BCN20000: Dermoscopic Lesions in the Wild
2019
This article summarizes the BCN20000 dataset, composed of 19424 dermoscopic images of skin lesions captured from 2010 to 2016 in the facilities of the Hospital Clínic in Barcelona. With this dataset, we aim to study the problem of unconstrained classification of dermoscopic images of skin cancer, including lesions found in hard-to-diagnose locations (nails and mucosa), large lesions which do not fit in the aperture of the dermoscopy device, and hypo-pigmented lesions. The BCN20000 will be provided to the participants of the ISIC Challenge 2019, where they will be asked to train algorithms to classify dermoscopic images of skin cancer automatically.

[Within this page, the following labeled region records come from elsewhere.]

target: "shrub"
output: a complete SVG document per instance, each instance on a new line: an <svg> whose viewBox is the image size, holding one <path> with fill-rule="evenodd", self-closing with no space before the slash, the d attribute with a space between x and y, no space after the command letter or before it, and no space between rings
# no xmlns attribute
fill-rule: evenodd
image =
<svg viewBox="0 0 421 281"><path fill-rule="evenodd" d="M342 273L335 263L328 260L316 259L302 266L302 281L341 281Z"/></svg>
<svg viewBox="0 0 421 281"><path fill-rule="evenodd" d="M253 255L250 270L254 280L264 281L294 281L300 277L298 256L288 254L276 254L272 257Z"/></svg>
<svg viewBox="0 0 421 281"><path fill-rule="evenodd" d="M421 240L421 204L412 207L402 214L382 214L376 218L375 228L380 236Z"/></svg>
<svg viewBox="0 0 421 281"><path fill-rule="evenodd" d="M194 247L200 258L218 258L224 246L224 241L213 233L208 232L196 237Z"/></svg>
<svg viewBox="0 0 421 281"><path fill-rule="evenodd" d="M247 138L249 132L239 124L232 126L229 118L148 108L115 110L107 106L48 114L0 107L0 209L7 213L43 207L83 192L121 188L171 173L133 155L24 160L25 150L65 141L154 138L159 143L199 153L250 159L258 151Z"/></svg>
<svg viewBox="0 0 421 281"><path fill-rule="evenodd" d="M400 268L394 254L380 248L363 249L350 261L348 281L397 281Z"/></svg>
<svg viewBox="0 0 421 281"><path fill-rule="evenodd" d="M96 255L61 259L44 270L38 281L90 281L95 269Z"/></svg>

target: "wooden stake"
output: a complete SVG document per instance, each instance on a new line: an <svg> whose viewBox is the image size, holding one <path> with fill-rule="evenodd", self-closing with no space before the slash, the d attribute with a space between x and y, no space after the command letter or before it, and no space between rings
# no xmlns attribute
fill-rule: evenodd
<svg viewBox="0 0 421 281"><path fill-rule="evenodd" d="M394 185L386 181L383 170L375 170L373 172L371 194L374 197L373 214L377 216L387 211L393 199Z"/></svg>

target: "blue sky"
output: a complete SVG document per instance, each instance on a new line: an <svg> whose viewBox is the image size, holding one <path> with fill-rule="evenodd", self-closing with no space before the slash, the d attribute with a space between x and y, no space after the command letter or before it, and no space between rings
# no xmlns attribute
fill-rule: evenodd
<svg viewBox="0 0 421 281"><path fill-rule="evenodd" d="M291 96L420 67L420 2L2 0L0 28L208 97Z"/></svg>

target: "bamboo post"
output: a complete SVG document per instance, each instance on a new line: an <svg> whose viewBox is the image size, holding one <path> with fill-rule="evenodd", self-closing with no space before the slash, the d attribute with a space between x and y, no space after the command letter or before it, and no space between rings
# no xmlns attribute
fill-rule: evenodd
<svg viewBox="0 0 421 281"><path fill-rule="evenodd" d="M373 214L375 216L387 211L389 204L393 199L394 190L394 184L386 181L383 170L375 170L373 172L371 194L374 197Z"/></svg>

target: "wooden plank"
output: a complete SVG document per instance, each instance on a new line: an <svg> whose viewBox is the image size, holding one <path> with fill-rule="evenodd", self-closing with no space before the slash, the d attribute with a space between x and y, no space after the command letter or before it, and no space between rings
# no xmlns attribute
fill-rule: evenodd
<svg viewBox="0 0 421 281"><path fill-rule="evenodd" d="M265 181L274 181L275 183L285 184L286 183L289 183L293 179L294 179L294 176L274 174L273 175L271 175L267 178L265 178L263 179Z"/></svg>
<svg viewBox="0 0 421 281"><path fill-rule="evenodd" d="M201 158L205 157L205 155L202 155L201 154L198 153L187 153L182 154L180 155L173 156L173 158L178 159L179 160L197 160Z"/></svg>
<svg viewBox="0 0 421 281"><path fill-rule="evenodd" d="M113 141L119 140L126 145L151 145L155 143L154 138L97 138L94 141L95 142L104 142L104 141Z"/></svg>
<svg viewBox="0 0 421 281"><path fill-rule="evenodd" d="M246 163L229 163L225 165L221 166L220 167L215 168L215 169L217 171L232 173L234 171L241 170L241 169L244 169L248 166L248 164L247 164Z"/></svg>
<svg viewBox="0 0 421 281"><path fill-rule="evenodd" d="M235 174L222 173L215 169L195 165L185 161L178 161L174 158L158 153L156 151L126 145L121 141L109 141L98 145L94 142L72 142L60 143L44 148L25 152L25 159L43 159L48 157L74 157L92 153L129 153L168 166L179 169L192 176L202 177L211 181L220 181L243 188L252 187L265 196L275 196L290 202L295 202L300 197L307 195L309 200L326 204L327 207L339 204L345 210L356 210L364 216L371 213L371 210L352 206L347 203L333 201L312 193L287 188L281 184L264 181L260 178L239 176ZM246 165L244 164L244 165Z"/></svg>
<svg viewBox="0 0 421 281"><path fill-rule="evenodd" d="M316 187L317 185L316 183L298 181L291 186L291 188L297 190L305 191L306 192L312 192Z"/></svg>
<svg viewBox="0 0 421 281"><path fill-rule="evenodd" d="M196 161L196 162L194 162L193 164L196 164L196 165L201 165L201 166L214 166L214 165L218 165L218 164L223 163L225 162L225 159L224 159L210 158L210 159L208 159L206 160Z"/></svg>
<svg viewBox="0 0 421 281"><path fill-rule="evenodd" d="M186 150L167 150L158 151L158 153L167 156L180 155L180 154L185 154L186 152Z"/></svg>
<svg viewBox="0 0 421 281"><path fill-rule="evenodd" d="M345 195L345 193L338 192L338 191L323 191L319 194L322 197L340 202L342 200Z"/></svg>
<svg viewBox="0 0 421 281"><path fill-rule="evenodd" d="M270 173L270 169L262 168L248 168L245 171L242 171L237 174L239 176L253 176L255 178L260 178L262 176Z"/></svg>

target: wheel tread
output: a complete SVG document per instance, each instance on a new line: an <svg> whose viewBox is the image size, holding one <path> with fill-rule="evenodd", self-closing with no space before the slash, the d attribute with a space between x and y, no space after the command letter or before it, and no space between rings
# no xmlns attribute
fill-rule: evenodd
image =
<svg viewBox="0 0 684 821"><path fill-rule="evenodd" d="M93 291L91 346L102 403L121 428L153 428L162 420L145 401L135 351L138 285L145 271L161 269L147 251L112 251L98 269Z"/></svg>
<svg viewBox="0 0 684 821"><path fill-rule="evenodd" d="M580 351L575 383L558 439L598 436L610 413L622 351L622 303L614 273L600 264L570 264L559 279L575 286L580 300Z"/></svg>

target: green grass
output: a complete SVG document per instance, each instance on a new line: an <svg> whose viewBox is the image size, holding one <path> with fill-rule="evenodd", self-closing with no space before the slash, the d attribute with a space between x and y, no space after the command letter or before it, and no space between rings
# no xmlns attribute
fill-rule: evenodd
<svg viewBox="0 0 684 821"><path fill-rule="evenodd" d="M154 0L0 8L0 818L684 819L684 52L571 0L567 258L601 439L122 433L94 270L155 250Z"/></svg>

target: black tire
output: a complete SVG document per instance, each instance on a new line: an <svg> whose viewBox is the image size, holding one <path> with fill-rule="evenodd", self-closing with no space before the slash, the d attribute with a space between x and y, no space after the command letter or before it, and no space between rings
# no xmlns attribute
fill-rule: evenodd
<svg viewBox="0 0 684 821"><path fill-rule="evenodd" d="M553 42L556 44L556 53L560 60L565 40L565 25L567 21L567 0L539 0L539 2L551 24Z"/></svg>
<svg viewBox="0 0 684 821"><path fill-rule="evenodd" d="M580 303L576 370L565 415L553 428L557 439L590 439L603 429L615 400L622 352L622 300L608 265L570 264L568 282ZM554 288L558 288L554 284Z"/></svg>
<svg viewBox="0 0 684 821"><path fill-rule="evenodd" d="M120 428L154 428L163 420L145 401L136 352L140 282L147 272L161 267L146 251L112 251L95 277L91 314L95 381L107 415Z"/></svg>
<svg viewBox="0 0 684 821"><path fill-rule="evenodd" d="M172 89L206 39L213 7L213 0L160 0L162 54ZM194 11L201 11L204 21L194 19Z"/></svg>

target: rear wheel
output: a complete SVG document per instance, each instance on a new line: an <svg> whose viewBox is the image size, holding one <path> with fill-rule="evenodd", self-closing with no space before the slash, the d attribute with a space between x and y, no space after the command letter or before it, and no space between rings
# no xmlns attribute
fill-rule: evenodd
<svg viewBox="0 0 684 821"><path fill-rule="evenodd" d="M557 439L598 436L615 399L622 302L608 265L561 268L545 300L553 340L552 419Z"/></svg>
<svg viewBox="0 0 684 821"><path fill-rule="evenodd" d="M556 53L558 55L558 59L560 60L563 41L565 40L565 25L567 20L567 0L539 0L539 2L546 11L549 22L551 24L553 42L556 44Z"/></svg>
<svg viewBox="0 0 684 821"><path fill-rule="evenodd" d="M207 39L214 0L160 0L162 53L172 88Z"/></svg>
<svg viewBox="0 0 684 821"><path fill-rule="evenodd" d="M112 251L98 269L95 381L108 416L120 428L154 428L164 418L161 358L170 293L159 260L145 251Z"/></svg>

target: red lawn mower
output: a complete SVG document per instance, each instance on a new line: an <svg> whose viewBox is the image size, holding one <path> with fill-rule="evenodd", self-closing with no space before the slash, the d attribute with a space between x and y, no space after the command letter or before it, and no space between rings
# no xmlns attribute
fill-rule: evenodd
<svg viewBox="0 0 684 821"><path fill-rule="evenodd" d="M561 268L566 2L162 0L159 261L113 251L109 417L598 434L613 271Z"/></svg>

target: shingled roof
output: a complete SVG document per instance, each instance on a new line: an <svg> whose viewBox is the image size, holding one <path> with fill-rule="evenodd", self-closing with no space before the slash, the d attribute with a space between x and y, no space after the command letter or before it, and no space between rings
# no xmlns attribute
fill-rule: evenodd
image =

Skin Lesion Analysis Toward Melanoma Detection 2018: A Challenge Hosted by the International Skin Imaging Collaboration (ISIC)
2019
The International Skin Imaging Collaboration (ISIC) is a global partnership that has organized the world's largest public repository of dermoscopic images of skin lesions. This archive has been used for 3 consecutive years to host challenges on skin lesion analysis toward melanoma detection, covering 3 analysis tasks of lesion segmentation, lesion attribute detection, and disease classification. The most recent instance in 2018 was hosted at the Medical Image Computing and Computer Assisted Intervention (MICCAI) conference in Granada, Spain. The dataset included over 10,000 images. Approximately 900 users registered for data download, 115 submitted to the lesion segmentation task, 25 submitted to the lesion attribute detection task, and 159 submitted to the disease classification task, making this the largest study in the field to date. Important new analyses were introduced to better reflect the difficulties of translating research systems to clinical practice. This article summarizes the results of these analyses, and makes recommendations for future challenges in medical imaging.
Deep Learning Ensembles for Melanoma Recognition in Dermoscopy Images
2016
Melanoma is the deadliest form of skin cancer. While curable with early detection, only highly trained specialists are capable of accurately recognizing the disease. As expertise is in limited supply, automated systems capable of identifying disease could save lives, reduce unnecessary biopsies, and reduce costs. Toward this goal, we propose a system that combines recent developments in deep learning with established machine learning approaches, creating ensembles of methods that are capable of segmenting skin lesions, as well as analyzing the detected area and surrounding tissue for melanoma detection. The system is evaluated using the largest publicly available benchmark dataset of dermoscopic images, containing 900 training and 379 testing images. New state-of-the-art performance levels are demonstrated, leading to an improvement in the area under receiver operating characteristic curve of 7.5% (0.843 vs. 0.783), in average precision of 4% (0.649 vs. 0.624), and in specificity measured at the clinically relevant 95% sensitivity operating point 2.9 times higher than the previous state-of-the-art (36.8% specificity compared to 12.5%). Compared to the average of 8 expert dermatologists on a subset of 100 test images, the proposed system produces a higher accuracy (76% vs. 70.5%), and specificity (62% vs. 59%) evaluated at an equivalent sensitivity (82%).